To get an idea of how an artist’s ambition can desert him, Lupe Fiasco’s career is a good place to start. After releasing two critically acclaimed albums in the mid-2000s, the Chicago rapper looked poised for a fruitful career. He peppered his second album, 2007’s The Cool, with references to a conceptual trilogy, even going so far as to name the third installment. Four years later, fans were still waiting for that promised third album. Fiasco postponed it for another project, an album that was sent off to Atlantic Records, but left to wither in R&D limbo until fans started an online petition to see its release. What came out in early 2011 was Lasers, a bona fide pop-rap album that featured almost none of the original players or a single reference to Fiasco’s first two L.P.s. The beloved backpack rapper appeared had been replaced by someone uncomfortably generic. Countless one-off projects and a mixtape did little to alleviate concerns. The man rapped over Skrillex at one point. Things weren’t looking good.
A year later, a new Lupe Fiasco album is hitting shelves, but one question lingers in the minds of longtime fans who gaze upon its Smell the Glove-like cover: Was Lasers intentional? Food & Liquor II: The Great American Rap Album Pt. 1 was supposedly compiled while Lupe was languishing over Lasers’ creative purgatory, and its title’s reference to his masterwork debut would seem to indicate that the man had returned to his glory days. And that’s great. If Lasers was simply a label-guided cash grab, then Pt. 1 should be about Lupe returning to his roots. However, if there was a part of Lupe that thought Lasers’ superficiality was appealing … well. The latter will be the response that many will have when listening to Food & Liquor II Pt. 1. The generous might chalk it up to more label hijinks; the cynical might find it borderline listener exploitation.
The thing is, I actually liked Lasers. The album was so unapologetically crass, you almost had to admire it for what it was. However, where Lasers was shamelessly indulgent, Pt. 1 feels awkwardly restrained; it wants to be like its predecessor but feels guilty about the longtime Lupe fans still paying attention. The result is a mix of solid to good Lupe-circa-2006 songs and Lasers-style mush. These two styles shift clumsily from song to song, but they are sometimes simultaneously present. “Around My Way (Freedom Ain’t Free)” samples the classic beat to Pete Rock and C.L. Smooth’s “They Reminisce Over You” but has a lazy chorus that goes “Live from the underside, what you see? / A bunch of nonsense on my TV.” “Bitch Bad” is an exploration of the societal implications of the titular expletive, but it has a strip-club rap bounce, making Lupe sound like the Rick Ross of gender politics. Lupe also undercuts his point by cooking up increasingly unrealistic scenarios. It’s fascinating though, because it’s a part of Lupe we’ve never heard before; someone whose self-righteousness is so endemic, he can barely complete a thought.

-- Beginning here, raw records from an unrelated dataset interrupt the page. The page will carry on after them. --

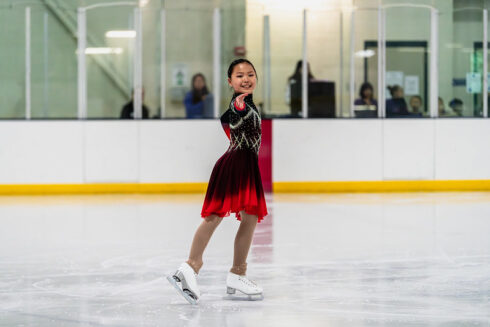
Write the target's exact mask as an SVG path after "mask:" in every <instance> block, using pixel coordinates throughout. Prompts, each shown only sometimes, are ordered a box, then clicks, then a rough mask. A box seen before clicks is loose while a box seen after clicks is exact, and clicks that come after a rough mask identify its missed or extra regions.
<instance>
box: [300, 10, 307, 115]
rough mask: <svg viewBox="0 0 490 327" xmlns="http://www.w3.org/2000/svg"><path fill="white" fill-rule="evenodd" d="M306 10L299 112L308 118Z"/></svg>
mask: <svg viewBox="0 0 490 327" xmlns="http://www.w3.org/2000/svg"><path fill="white" fill-rule="evenodd" d="M306 37H307V30H306V9H304V10H303V66H302V74H301V82H302V83H301V110H302V112H303V118H308V52H307V46H308V45H307V42H306Z"/></svg>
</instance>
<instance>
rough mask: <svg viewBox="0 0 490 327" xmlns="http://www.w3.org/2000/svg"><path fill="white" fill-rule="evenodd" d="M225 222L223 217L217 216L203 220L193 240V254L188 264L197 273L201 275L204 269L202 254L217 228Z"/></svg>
mask: <svg viewBox="0 0 490 327" xmlns="http://www.w3.org/2000/svg"><path fill="white" fill-rule="evenodd" d="M222 220H223V218H222V217H218V216H216V215H211V216H209V217H206V218H205V219H203V221H202V223H201V225H199V227H198V228H197V230H196V233H195V234H194V239H193V240H192V246H191V252H190V254H189V259H188V260H187V263H188V264H189V266H191V267H192V269H194V271H195V272H196V273H199V269H201V267H202V264H203V263H202V254H203V253H204V250H205V249H206V246H207V245H208V242H209V240H210V239H211V236H212V235H213V233H214V231H215V229H216V227H218V225H219V224H220V223H221V221H222Z"/></svg>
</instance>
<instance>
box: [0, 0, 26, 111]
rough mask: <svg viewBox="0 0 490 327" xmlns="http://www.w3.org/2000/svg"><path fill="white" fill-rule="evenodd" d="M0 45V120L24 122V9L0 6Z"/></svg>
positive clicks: (24, 24) (19, 7) (3, 5)
mask: <svg viewBox="0 0 490 327" xmlns="http://www.w3.org/2000/svg"><path fill="white" fill-rule="evenodd" d="M0 44H1V45H2V46H1V47H0V118H24V117H25V9H24V7H20V6H5V5H0ZM5 45H8V46H5Z"/></svg>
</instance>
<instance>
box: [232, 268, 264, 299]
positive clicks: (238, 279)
mask: <svg viewBox="0 0 490 327" xmlns="http://www.w3.org/2000/svg"><path fill="white" fill-rule="evenodd" d="M236 291H240V292H242V293H243V294H245V295H248V299H249V300H261V299H263V298H264V296H263V294H262V287H260V286H259V285H257V284H255V282H253V281H251V280H250V279H248V278H247V276H240V275H237V274H234V273H231V272H229V273H228V277H226V293H228V295H229V296H230V295H232V294H235V292H236Z"/></svg>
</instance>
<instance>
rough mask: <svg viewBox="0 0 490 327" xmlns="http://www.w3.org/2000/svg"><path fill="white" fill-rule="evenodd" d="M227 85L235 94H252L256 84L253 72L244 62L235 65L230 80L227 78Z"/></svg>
mask: <svg viewBox="0 0 490 327" xmlns="http://www.w3.org/2000/svg"><path fill="white" fill-rule="evenodd" d="M228 84H229V85H230V86H231V87H232V88H233V90H235V92H236V93H252V92H253V90H254V89H255V85H256V84H257V76H256V75H255V70H254V69H253V67H252V66H251V65H250V64H248V63H246V62H244V63H241V64H238V65H236V66H235V67H234V68H233V72H232V73H231V78H228Z"/></svg>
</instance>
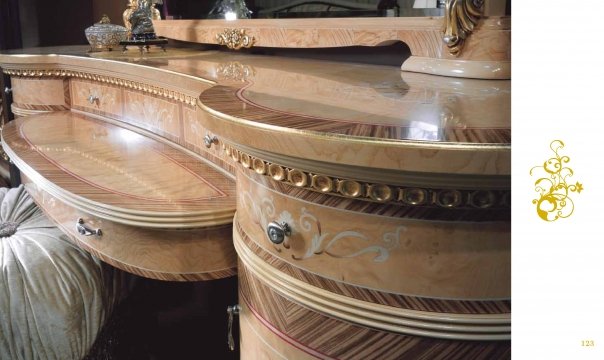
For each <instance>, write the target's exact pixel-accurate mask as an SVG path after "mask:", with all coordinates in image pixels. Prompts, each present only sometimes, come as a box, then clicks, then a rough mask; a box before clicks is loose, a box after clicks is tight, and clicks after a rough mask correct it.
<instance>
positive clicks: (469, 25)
mask: <svg viewBox="0 0 604 360" xmlns="http://www.w3.org/2000/svg"><path fill="white" fill-rule="evenodd" d="M483 5H484V0H447V1H446V4H445V28H444V36H443V41H444V42H445V44H447V47H448V48H449V52H450V53H451V54H452V55H455V56H457V55H459V54H460V53H461V50H462V48H463V45H464V42H465V40H466V39H467V38H468V37H469V36H470V34H471V33H472V31H474V27H475V26H476V24H478V20H480V16H481V15H482V8H483Z"/></svg>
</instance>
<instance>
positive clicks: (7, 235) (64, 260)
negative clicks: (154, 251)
mask: <svg viewBox="0 0 604 360" xmlns="http://www.w3.org/2000/svg"><path fill="white" fill-rule="evenodd" d="M0 235H1V236H2V237H1V238H0V268H1V269H2V272H1V273H0V314H1V316H0V318H1V320H0V359H13V360H17V359H81V358H82V357H83V356H84V355H86V353H87V352H88V349H89V348H90V347H91V345H92V343H93V342H94V340H95V338H96V336H97V334H98V332H99V331H100V329H101V327H102V325H103V324H104V322H105V319H106V317H107V315H108V314H107V313H108V312H109V311H110V310H111V306H112V304H113V291H114V290H113V286H114V284H113V280H112V279H110V278H109V277H110V275H108V274H110V273H109V272H107V271H103V268H102V265H101V264H100V262H99V261H98V260H97V259H95V258H93V257H92V256H91V255H89V254H88V253H86V252H84V251H82V250H80V249H79V248H77V247H76V246H74V245H73V244H72V243H70V242H69V240H68V239H67V237H66V236H65V235H64V234H63V233H61V231H60V230H59V229H58V228H57V227H55V226H54V225H53V224H52V223H51V221H50V220H49V219H48V218H47V217H46V216H45V215H44V214H43V213H42V211H41V210H40V209H39V208H38V207H37V206H36V204H35V203H34V202H33V200H32V199H31V197H30V196H29V195H28V194H27V192H26V191H25V189H24V188H23V187H22V186H21V187H19V188H16V189H7V188H1V189H0Z"/></svg>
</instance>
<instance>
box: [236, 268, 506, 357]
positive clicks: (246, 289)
mask: <svg viewBox="0 0 604 360" xmlns="http://www.w3.org/2000/svg"><path fill="white" fill-rule="evenodd" d="M239 291H240V292H239V296H240V300H241V301H242V302H243V303H244V304H245V307H244V310H246V307H247V308H248V309H249V310H250V311H251V312H252V313H253V316H255V317H256V318H258V319H259V320H260V321H261V322H262V323H264V324H265V326H267V328H268V329H269V330H270V331H272V332H273V333H275V334H277V335H278V336H279V337H280V338H281V339H283V340H284V341H286V342H288V343H289V344H290V345H292V346H295V347H297V348H298V349H300V350H302V351H305V352H307V353H308V354H309V355H312V356H314V357H316V358H320V359H363V360H373V359H375V360H378V359H379V360H386V359H447V360H467V359H472V360H498V359H509V358H510V357H511V343H510V341H459V340H441V339H432V338H427V337H419V336H407V335H400V334H394V333H389V332H385V331H378V330H375V329H371V328H367V327H361V326H358V325H355V324H352V323H348V322H344V321H340V320H337V319H334V318H332V317H330V316H327V315H325V314H322V313H318V312H314V311H311V310H309V309H307V308H305V307H303V306H301V305H298V304H296V303H294V302H291V301H289V300H288V299H286V298H284V297H282V296H280V295H279V294H277V293H276V292H274V291H273V290H271V289H270V288H269V287H267V286H266V285H264V284H263V283H262V282H261V281H260V280H258V279H256V278H255V277H254V276H252V275H251V274H250V273H249V272H248V271H247V270H246V268H245V266H243V265H242V264H241V263H240V264H239ZM246 335H247V334H242V336H246ZM247 355H251V354H247Z"/></svg>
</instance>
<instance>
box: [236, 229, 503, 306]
mask: <svg viewBox="0 0 604 360" xmlns="http://www.w3.org/2000/svg"><path fill="white" fill-rule="evenodd" d="M234 226H235V229H236V231H237V233H238V234H239V236H240V237H241V239H243V242H244V243H245V245H246V246H247V247H248V248H249V249H250V250H252V252H253V253H254V254H256V255H257V256H258V257H260V258H261V259H262V260H263V261H264V262H266V263H267V264H269V265H271V266H272V267H274V268H275V269H277V270H278V271H281V272H283V273H285V274H287V275H290V276H292V277H293V278H295V279H298V280H301V281H304V282H306V283H308V284H310V285H312V286H315V287H318V288H321V289H325V290H328V291H331V292H333V293H336V294H339V295H344V296H348V297H351V298H354V299H357V300H362V301H366V302H370V303H376V304H382V305H388V306H393V307H397V308H403V309H409V310H418V311H429V312H437V313H451V314H509V313H511V311H512V308H511V301H510V300H498V301H474V300H446V299H434V298H427V297H419V296H407V295H400V294H393V293H388V292H384V291H378V290H373V289H369V288H363V287H360V286H354V285H349V284H346V283H343V282H339V281H334V280H331V279H327V278H324V277H322V276H319V275H316V274H314V273H311V272H308V271H304V270H303V269H301V268H298V267H296V266H293V265H291V264H289V263H287V262H285V261H283V260H281V259H279V258H278V257H276V256H274V255H272V254H270V253H268V252H266V251H265V250H263V249H262V248H261V247H260V246H258V245H256V244H255V243H254V242H253V241H252V239H250V237H249V236H247V234H246V233H245V231H244V230H243V229H242V227H241V226H240V225H239V222H237V221H235V222H234Z"/></svg>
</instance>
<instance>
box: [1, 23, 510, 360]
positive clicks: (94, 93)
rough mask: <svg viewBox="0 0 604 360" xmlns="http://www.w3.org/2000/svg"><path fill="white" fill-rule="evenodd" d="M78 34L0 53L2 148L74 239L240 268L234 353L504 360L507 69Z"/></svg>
mask: <svg viewBox="0 0 604 360" xmlns="http://www.w3.org/2000/svg"><path fill="white" fill-rule="evenodd" d="M158 27H159V28H161V26H158ZM162 35H166V34H162ZM85 50H86V48H85V47H66V48H62V49H50V50H40V53H39V54H32V52H28V51H24V52H22V53H21V54H15V53H13V54H6V55H0V66H2V69H3V72H4V74H6V75H8V76H10V77H11V81H12V90H13V99H14V102H13V104H12V111H13V113H14V114H15V115H17V116H18V119H17V120H16V121H12V122H10V123H9V124H7V125H5V127H4V130H3V133H2V141H3V146H4V149H5V151H6V153H7V154H8V155H9V156H10V158H11V160H12V161H13V163H14V164H15V165H17V166H18V167H19V169H20V170H21V173H22V176H23V181H24V183H26V186H27V189H28V191H29V192H30V193H31V194H32V196H33V197H34V198H35V199H36V201H37V202H38V204H39V205H40V206H41V207H42V208H43V209H44V210H45V211H46V212H47V213H48V214H49V216H50V217H51V218H52V219H54V220H55V222H57V223H58V224H59V225H60V226H61V228H62V229H63V230H64V231H65V232H66V233H67V234H69V235H70V237H71V238H72V239H73V240H74V241H75V242H77V243H78V244H80V245H81V246H82V247H83V248H85V249H86V250H88V251H90V252H92V253H94V254H95V255H97V256H98V257H100V258H101V259H102V260H104V261H106V262H108V263H110V264H112V265H114V266H116V267H119V268H122V269H124V270H127V271H130V272H132V273H136V274H139V275H142V276H146V277H151V278H156V279H164V280H179V281H193V280H209V279H216V278H221V277H227V276H233V275H235V274H237V275H238V277H239V294H240V303H239V313H240V326H241V354H242V357H245V358H275V359H276V358H288V359H305V358H341V359H348V358H359V359H406V358H410V359H414V358H447V359H468V358H472V359H500V358H509V357H510V334H511V320H510V313H511V300H510V276H511V259H510V211H511V210H510V141H511V131H510V82H509V81H508V80H477V79H464V78H458V77H457V78H456V77H444V76H435V75H427V74H421V73H416V72H401V71H400V69H399V68H397V67H388V66H376V65H361V64H352V63H335V62H327V61H317V60H301V59H295V58H289V59H286V58H280V57H266V56H255V55H242V54H237V53H232V52H231V53H228V52H220V51H204V52H201V51H196V50H189V49H169V50H168V52H167V53H159V52H158V53H150V54H148V55H147V56H146V57H145V58H140V57H138V54H136V56H132V55H128V54H118V53H115V52H114V53H96V54H92V55H91V54H87V53H86V52H85ZM414 55H415V54H414ZM30 115H35V116H30ZM80 219H81V220H80ZM97 229H101V232H100V234H99V233H97V232H96V230H97Z"/></svg>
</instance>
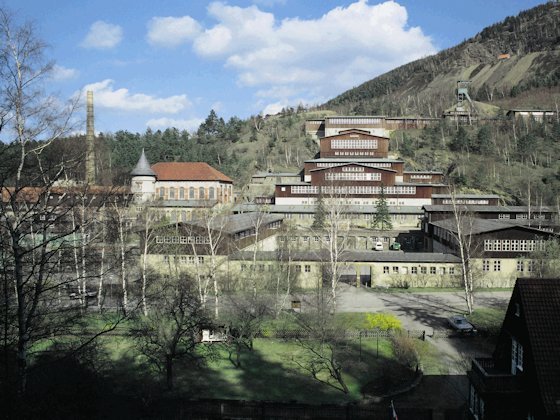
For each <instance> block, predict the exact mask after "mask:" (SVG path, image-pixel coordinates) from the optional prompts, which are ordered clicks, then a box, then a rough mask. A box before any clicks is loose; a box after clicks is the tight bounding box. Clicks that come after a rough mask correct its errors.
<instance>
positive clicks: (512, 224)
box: [430, 218, 551, 235]
mask: <svg viewBox="0 0 560 420" xmlns="http://www.w3.org/2000/svg"><path fill="white" fill-rule="evenodd" d="M430 224H432V225H434V226H438V227H440V228H442V229H446V230H449V231H451V232H457V225H456V222H455V219H453V218H450V219H445V220H438V221H437V222H431V223H430ZM462 226H463V228H464V229H463V230H464V231H465V233H466V234H471V235H479V234H481V233H488V232H495V231H498V230H505V229H522V230H528V231H531V232H535V233H540V234H548V235H550V234H551V233H550V232H545V231H542V230H539V229H537V228H533V227H529V226H520V225H518V224H516V223H511V222H509V221H505V220H498V219H477V218H472V219H471V218H465V219H463V223H462Z"/></svg>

Musically, Pt. 1 is uneven. “Cold War” cruises on a smooth bassline for six-and-a-half minutes and “ITAL (Roses)” is a brassy fanfare in which Lupe’s flow fits perfectly. However, too often Pt. 1 defers to the Lasers formula of Lupe rapping over the same four plinked piano chords, essentially Chiddy Bang at a 12th grade reading level. The second half of the album has a block of these songs, starting with the schmaltzy “Heart Donor” and ending with “Brave Heart,” a song so bad it could have been off the new Matisyahu album. It should also be noted that Pt. 1 has no high profile guest appearances or production credits. The only notable player here is Bilal, a Philadelphia crooner who has also seen his fair share of label trouble.
On “ITAL,” Lupe has some insight into why this may be. “Called the President a terrorist / Corporate sponsors like, ‘How the fuck you gon’ embarrass us?’” he raps, referring to an interview he did with CBS News last year. While that line may paint Lupe as anti-establishment, it is actually emblematic of why Pt. 1 is far from a return to form. In addition to his creative sovereignty, Lupe has lost his nuance. Where before he would have told a personal story or role-played to get his point across, the new Lupe opts for the soapbox over the pen, talking down to his listeners instead of engaging them at their level. It’s no surprise that the only memorable lyrics on Pt. 1 are in its final track, “Hood Now,” a rare moment of levity about urban life’s dissemination into pop culture (“You know me, I don’t vote / But the White House, you already know / It’s hood now”). If Pt. 1 were simply another stopgap L.P. to help get Lupe out of his deal with Atlantic, I would be okay with that. But, because it’s a sequel to one of the greatest rap album of the 2000s divided Breaking Dawn-style into two parts, I’m sad to report that there will probably be more mediocre Food & Liquor albums than good ones.